Why is minimum so much faster than argmin?

Interesting behavior - minimum is about 4x faster than argmin. Perhaps it knows how to use more cores? The question came up from the HoJ Discord server.

julia> y = rand(100_000);

julia> @btime argmin($y);
  181.410 μs (0 allocations: 0 bytes)

julia> @btime minimum($y);
  47.173 μs (0 allocations: 0 bytes)

minimum does mapreduce(identity, min, x, :) under the hood, argmin for the identity ends in some mapfoldl call, after going through findmin (which returns both index and element). I suspect it has a bit to do with having to keep track of both the index and the element?

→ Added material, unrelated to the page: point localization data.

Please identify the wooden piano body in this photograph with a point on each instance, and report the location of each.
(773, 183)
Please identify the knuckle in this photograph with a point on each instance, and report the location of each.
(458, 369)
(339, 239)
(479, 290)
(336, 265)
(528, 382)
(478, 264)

They also don’t return the same thing:

julia> y = rand(100_000);     
julia> argmin(y) == minimum(y)

argmin returns an index, whereas minimum returns an element. See https://github.com/JuliaLang/julia/issues/39203 for reference.

Yes, y[argmin(y)] should equal minimum(y). It seems disproportionately more expensive just to keep track of the index though, hence the question.

1 Like

conceptually minimum should be faster right? because in minimum you only need to hold & compare 1 value, in argmin, you need to do everything minimum does and also have another.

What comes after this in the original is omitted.